Thoughts on Solidarity’s Socialist Feminist Retreat — from Harmony Goldberg

Posted January 31, 2008

From Jan. 11 through Jan. 13 Solidarity held a socialist feminist retreat that brought together a multi-generational group of 60 activists to discuss work, gender and heteronormativity. There were lots of great discussions, both organized and informal.

One workshop focused on caring labor, reproductive labor and sex work. These are two of the questions we asked: how can we overcome challenges to organizing with those whose labor is often not recognized as “real work” and whose work locations are geographically dispersed and regularly changed? Why has capitalism been so unsuccessful in its ostensible attempt to divide public from private?

Harmony Goldberg, whose activist work includes involvement with Domestic Workers United, participated in this workshop as a presenter and summarized her comments below:

What can we learn – as socialists – by looking at paid reproductive labor (i.e. domestic work, child care, elder care, and so on? What are some central characteristics of paid reproductive labor? What opportunities does the recent growth of paid reproductive labor present?

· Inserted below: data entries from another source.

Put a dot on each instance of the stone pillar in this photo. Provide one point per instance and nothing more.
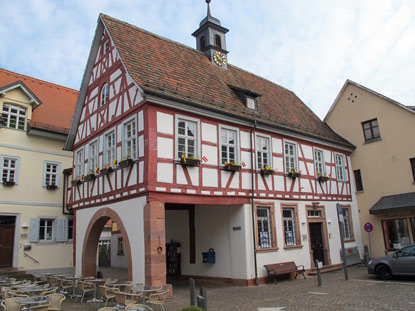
(155, 243)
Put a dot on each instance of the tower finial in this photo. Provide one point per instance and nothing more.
(208, 2)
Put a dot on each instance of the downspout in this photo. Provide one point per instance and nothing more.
(252, 202)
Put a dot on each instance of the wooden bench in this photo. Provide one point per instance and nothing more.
(277, 269)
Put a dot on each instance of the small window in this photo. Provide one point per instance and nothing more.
(130, 140)
(104, 94)
(319, 162)
(371, 129)
(109, 149)
(218, 42)
(412, 161)
(291, 228)
(51, 174)
(187, 138)
(93, 157)
(290, 157)
(340, 168)
(358, 180)
(263, 152)
(202, 43)
(14, 116)
(395, 232)
(46, 230)
(229, 145)
(79, 163)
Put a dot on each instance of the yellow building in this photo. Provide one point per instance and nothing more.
(35, 231)
(383, 163)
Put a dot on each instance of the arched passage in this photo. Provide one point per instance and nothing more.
(92, 234)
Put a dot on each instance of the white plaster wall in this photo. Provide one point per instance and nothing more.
(131, 213)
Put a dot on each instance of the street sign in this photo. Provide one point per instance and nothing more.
(368, 227)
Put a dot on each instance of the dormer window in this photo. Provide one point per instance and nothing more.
(104, 94)
(202, 43)
(218, 42)
(14, 116)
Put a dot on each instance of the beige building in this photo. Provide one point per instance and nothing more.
(35, 230)
(383, 163)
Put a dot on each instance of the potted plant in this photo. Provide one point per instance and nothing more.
(189, 161)
(267, 171)
(322, 178)
(294, 174)
(126, 162)
(229, 166)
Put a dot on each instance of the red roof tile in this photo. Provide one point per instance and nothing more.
(58, 102)
(169, 68)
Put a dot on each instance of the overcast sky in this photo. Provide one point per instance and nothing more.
(307, 46)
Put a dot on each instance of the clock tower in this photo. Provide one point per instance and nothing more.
(211, 40)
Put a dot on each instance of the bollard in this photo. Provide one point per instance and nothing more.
(318, 274)
(192, 292)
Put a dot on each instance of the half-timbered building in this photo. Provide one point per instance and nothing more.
(207, 170)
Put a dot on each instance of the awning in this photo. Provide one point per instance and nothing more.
(394, 203)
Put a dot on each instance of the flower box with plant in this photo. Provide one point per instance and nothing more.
(294, 174)
(267, 171)
(126, 162)
(8, 182)
(322, 178)
(76, 181)
(229, 166)
(189, 161)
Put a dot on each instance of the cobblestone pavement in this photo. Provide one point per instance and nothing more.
(361, 292)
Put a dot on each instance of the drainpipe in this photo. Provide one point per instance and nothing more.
(252, 201)
(66, 172)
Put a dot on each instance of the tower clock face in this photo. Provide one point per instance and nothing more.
(219, 58)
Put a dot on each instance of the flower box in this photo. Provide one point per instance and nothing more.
(322, 178)
(232, 167)
(89, 177)
(190, 162)
(76, 182)
(126, 163)
(293, 174)
(267, 171)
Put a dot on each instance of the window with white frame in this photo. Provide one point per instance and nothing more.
(289, 226)
(263, 151)
(46, 230)
(51, 174)
(187, 138)
(79, 163)
(319, 162)
(14, 116)
(104, 94)
(93, 156)
(10, 169)
(340, 167)
(229, 145)
(264, 227)
(290, 157)
(109, 148)
(130, 139)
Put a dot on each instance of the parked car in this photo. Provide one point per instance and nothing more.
(401, 262)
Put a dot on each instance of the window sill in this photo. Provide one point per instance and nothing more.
(372, 140)
(267, 250)
(293, 247)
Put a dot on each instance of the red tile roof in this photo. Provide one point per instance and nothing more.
(58, 102)
(170, 68)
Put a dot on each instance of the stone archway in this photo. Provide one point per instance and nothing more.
(92, 234)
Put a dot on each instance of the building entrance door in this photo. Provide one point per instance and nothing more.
(7, 225)
(316, 241)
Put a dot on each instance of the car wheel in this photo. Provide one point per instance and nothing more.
(383, 272)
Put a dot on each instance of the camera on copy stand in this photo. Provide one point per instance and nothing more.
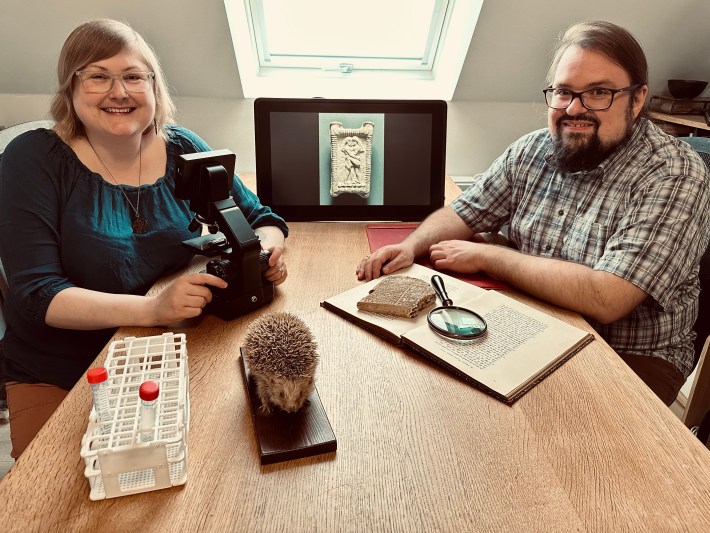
(205, 179)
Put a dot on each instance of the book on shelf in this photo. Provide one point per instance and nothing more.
(520, 347)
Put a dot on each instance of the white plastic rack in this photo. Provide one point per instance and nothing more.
(117, 462)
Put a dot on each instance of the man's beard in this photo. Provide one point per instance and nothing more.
(574, 152)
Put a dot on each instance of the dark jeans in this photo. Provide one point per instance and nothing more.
(661, 376)
(3, 392)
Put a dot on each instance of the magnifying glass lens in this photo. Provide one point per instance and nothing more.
(456, 322)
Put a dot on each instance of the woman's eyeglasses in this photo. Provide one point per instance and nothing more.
(98, 82)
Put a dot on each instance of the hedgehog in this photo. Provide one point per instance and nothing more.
(281, 354)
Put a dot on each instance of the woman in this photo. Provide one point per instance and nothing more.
(89, 221)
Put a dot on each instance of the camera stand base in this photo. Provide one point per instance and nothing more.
(285, 436)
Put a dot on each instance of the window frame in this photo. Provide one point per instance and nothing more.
(435, 79)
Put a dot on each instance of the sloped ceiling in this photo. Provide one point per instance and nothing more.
(506, 62)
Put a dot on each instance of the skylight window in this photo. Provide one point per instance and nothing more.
(367, 49)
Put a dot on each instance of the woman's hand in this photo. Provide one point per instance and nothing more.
(185, 297)
(276, 273)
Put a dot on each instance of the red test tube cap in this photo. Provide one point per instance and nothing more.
(149, 391)
(97, 375)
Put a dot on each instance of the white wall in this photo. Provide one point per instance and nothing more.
(477, 132)
(497, 99)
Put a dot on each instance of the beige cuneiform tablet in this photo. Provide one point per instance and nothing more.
(401, 296)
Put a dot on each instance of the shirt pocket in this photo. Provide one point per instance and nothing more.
(584, 242)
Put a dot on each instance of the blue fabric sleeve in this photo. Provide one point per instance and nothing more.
(256, 214)
(30, 225)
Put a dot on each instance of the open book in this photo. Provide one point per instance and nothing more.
(520, 347)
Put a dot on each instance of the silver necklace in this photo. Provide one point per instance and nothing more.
(139, 225)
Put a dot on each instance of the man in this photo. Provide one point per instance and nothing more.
(609, 215)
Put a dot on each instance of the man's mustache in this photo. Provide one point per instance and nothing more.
(586, 117)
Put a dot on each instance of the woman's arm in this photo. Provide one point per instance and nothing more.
(83, 309)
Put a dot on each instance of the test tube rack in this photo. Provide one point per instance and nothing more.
(117, 463)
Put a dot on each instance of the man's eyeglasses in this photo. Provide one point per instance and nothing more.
(98, 82)
(592, 99)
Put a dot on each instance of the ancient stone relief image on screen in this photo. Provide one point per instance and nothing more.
(351, 158)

  1. Class, Gender and Race: Like other forms of labor under capitalism, paid reproductive labor is – of course – a class division of labor. Socialist feminists have historically been interested in the question of reproductive labor under capitalism because it also represents a gendered division of labor. But it also centrally important for us to recognize that paid reproductive labor is also an intensely racialized division of labor, in which working class women of color (primarily immigrant women from Latin American, the Caribbean and Asia in the contemporary period) take on reproductive labor in the homes of (predominantly though not strictly) white middle- and upper-class families. While this primarily means the super-exploitation of these women of color (who work for minimal wages in informalized and often intensely exploitative conditions), it also represents an opportunity for socialist feminists to centralize “intersectionality” by prioritizing the struggles of working class immigrant women of color. (Evelyn Nakano Glenn has very insightful writings on this topic).
  2. Shifts in the Organization of Reproductive Labor: Although it’s difficult to prove given the informal nature of the domestic work industry and other reproductive industries, many people believe that domestic work and other related industries are growing in the neoliberal era. This is a very clear indicator of significant structural shifts in the organization of reproductive labor, For example, the entrance of white middle- and upper-class women into the paid workforce in the last thirty years has forced a reorganization of reproductive labor. Although this hasn’t manifested (in general) in a fundamentally more equitable division of labor between men and women in middle class homes and has instead resulted in a transfer of that labor to women across racial and class lines, it does illustrate some significant transitions. This represents a potential opportunity to social feminists; as the organization of reproduction shifts in society, socialists have a chance to intervene in how that reorganization manifests. We need to recognize that opportunity, develop strategies to resist the “class/racial transfer of reproductive labor” as the primary model and promote more equitable models.
  3. Growth of the Broader Service Industry: It would be overly narrow to see home-based industries – like domestic work – as the only site of commodified reproductive work. Restaurant workers, laundry workers, child care center workers and home health care providers are examples of the broader layer of service workers whose labor meets reproductive needs. The service industry is becoming increasingly central to the U.S. economy, meaning in turn that the workers in these industries have an important potential source of power. If these workers were to organize to withdraw their labor (sort of a reproductive labor strike), major parts of the capitalist economy would have difficulty functioning as their employees would have to scramble to meet their own reproductive needs. Domestic Workers United often points out the fact that – if domestic workers were to go on strike – New York City would grind to a halt. It is crucial that socialist feminists (and socialists more broadly) analyze the crucial role that reproductive service industries play in the economy and to broaden our understandings of worker power beyond the factory floor.